Low-Carb Vegan Diet Helps Lower Weight and Heart Disease RiskBy Staff Reporter, UniversityHerald Reporter
Eco-Atkins, a low-carb vegan diet, helps to lower weight and risk of heart disease, according to a St. Michael Hospital study.
"We killed two birds with one stone - or, rather, with one diet," said Dr. David Jenkins, the director of the Clinical Nutrition and Risk Modification Centre and a Nutritional Sciences professor at the Univer1sity of Toronto, in a press release. "We designed a diet that combined both vegan and low-carb elements to get the weight loss and cholesterol-lowering benefits of both."
Existing low-carbohydrate diets increase cholesterol levels as they encourage consumption of animal proteins and fats. However, diets that emphasized on vegetable proteins and oils decrease the risk of heart disease by curtailing "bad cholesterol" levels.
For the study, 23 obese men and women participated in the six-month study. Participants were given a menu plan that outlined food items and amounts and a list of relevant food substitutes. Participants were asked to consume only 60 per cent of their estimated caloric requirements.
Since the menu plan did not instruct the participants about fixed meals (when to eat what) and in turn presented them with an exchange list, they were not only able to satisfy their personal tastes, but also encouraged to stick to their diet.

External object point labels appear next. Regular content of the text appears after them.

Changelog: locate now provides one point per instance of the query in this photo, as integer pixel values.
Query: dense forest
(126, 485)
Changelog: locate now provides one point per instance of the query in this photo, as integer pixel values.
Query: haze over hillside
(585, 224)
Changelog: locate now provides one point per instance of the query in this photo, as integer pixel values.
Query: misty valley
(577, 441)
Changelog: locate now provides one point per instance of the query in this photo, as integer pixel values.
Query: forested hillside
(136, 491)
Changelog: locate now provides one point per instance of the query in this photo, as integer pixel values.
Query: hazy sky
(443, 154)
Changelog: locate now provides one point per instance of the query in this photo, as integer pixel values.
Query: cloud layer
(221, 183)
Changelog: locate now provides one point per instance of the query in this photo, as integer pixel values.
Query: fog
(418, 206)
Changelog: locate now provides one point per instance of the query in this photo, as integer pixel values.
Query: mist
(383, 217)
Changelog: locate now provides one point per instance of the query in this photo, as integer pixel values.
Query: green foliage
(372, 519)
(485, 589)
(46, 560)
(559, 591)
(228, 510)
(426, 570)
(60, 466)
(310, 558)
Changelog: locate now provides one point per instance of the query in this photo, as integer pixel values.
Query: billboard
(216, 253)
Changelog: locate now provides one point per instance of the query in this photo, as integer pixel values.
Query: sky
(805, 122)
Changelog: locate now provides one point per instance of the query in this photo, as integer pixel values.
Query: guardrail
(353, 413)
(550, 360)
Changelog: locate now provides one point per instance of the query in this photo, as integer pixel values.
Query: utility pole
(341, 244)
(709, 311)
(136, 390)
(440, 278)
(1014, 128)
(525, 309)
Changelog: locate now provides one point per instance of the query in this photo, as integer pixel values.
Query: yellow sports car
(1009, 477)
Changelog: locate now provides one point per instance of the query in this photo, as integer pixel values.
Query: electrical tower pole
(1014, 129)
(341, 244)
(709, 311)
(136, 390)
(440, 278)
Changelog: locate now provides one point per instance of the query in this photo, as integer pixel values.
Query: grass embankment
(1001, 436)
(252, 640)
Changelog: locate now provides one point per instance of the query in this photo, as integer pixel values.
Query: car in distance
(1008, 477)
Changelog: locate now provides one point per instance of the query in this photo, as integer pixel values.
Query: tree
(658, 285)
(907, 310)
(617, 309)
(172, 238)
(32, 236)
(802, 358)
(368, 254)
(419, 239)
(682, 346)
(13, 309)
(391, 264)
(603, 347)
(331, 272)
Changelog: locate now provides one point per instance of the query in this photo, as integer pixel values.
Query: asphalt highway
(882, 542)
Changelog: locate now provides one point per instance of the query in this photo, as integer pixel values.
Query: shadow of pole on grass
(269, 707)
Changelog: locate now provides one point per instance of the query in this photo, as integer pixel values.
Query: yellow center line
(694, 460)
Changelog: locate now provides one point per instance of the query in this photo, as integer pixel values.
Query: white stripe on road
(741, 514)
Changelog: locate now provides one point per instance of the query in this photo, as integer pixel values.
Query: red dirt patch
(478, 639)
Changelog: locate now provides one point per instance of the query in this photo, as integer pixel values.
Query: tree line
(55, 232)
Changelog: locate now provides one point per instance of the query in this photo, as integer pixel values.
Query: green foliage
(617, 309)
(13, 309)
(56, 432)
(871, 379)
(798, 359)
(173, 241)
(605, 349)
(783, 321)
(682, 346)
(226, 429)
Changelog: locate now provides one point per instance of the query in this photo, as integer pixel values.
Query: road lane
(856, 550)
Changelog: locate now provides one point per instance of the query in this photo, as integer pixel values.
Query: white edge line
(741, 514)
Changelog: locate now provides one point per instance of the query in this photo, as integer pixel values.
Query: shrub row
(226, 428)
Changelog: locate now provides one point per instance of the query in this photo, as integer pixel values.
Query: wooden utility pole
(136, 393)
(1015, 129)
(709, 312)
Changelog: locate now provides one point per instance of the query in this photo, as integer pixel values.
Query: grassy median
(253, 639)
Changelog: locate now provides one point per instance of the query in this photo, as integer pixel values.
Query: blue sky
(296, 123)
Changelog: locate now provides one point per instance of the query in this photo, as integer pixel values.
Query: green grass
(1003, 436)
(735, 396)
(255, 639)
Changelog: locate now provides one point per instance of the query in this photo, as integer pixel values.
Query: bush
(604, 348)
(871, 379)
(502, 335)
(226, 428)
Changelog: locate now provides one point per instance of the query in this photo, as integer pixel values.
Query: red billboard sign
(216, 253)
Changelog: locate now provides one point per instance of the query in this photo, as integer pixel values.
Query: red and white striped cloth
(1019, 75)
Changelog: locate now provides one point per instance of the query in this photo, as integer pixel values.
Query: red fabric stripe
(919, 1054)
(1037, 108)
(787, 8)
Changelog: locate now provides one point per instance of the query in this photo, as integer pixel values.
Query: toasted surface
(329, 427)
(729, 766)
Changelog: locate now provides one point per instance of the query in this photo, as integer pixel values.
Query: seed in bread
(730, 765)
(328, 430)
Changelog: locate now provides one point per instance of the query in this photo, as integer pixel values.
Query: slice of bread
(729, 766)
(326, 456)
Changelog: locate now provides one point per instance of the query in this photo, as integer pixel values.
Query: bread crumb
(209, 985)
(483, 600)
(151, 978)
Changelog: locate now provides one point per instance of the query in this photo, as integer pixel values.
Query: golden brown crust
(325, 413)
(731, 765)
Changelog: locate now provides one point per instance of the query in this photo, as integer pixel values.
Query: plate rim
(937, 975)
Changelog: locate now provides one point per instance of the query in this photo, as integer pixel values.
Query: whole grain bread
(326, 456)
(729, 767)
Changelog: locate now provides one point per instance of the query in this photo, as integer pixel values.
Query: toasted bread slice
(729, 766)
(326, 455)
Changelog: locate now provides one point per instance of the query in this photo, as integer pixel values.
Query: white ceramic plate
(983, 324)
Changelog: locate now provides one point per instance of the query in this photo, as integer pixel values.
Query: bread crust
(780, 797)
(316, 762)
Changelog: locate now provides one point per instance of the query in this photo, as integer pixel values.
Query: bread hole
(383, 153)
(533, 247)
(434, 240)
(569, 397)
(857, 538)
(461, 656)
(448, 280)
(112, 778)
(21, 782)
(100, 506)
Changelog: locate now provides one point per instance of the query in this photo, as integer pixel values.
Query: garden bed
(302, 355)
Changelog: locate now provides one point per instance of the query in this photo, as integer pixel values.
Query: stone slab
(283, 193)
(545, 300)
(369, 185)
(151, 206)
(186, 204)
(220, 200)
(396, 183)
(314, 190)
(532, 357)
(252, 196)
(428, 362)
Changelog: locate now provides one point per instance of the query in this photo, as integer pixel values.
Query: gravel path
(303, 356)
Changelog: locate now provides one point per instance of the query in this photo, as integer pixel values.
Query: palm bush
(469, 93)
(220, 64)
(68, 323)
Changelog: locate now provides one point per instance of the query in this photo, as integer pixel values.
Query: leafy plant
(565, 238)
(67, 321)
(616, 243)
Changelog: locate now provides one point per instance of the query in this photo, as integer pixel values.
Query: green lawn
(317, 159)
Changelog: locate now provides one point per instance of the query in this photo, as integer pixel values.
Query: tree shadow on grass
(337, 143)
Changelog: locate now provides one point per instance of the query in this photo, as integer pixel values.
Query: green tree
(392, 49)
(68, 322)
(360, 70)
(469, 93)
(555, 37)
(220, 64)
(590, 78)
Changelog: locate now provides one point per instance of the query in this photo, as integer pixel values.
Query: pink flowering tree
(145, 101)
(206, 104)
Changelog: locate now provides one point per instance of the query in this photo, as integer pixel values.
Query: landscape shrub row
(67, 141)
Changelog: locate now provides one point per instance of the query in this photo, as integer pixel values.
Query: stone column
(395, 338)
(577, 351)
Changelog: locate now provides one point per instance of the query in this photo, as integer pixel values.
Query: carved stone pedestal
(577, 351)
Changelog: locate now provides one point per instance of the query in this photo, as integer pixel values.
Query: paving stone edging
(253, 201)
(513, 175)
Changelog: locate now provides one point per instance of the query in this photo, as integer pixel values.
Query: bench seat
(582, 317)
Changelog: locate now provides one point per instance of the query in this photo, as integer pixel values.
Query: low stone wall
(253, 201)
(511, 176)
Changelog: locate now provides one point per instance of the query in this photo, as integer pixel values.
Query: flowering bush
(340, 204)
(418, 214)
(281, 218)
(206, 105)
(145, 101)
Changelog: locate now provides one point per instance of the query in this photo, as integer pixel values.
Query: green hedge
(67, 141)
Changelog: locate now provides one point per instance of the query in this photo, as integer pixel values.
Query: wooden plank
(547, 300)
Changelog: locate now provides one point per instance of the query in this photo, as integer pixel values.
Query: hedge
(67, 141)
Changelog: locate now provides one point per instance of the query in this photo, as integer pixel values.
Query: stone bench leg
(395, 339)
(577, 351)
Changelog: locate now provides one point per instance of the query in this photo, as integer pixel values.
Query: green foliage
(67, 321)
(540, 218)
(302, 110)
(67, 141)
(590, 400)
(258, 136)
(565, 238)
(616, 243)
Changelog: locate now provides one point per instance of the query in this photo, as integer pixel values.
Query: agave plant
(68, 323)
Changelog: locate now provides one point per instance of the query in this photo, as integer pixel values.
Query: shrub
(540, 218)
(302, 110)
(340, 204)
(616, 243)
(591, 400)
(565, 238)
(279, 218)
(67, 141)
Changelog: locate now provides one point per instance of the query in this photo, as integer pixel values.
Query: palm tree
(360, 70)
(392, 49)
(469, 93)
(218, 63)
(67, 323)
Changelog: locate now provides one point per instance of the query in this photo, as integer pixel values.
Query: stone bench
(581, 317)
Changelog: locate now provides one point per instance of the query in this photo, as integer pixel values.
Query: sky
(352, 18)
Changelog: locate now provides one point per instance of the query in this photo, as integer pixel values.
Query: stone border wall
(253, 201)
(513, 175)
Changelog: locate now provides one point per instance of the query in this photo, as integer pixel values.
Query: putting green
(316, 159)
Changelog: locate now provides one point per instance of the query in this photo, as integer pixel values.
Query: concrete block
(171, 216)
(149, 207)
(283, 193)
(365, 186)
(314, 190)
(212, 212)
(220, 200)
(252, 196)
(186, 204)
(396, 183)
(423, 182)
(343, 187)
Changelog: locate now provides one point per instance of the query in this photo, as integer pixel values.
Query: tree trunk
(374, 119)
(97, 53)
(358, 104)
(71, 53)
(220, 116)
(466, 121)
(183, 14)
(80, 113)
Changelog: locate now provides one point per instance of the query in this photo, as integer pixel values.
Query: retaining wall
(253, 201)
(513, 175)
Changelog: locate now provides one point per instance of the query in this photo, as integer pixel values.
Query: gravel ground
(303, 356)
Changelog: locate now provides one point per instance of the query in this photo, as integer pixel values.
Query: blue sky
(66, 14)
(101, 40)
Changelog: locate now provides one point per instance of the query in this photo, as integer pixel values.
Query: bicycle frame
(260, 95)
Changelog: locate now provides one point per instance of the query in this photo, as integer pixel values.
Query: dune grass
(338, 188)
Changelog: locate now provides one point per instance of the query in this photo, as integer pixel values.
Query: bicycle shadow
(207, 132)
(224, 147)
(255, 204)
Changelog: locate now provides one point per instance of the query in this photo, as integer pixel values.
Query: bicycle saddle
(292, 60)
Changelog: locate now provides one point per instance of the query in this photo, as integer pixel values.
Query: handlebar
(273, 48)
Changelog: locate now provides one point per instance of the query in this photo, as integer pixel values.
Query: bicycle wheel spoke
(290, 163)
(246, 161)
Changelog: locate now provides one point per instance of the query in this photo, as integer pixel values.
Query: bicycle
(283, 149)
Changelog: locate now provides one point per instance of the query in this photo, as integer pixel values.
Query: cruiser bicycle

Eco-Atkins participants aimed to strike a balance, coming mainly from vegetable oils, of about 26 percent of calories from carbohydrates (high-fibre foods like oats and barley and low-starch vegetables like okra and eggplant), 31 percent from proteins and (gluten, soy, vegetables, nuts and cereals) 43 per cent from fat (nuts, vegetable oils, soy products and avocado).
Researchers found that the diet helped participants to lose an average of four more pounds within six months than the high-carb, low-fat diet. The diet also cut down cholesterol, one of the factors that heighten the risk of heart attacks when present in excessive amounts in the bloodstream, by 10 percent.
"We could expect similar results in the real world because study participants selected their own diets and were able to adjust to their needs and preferences," Jenkins said.
The finding is published in British Medical Journal Open.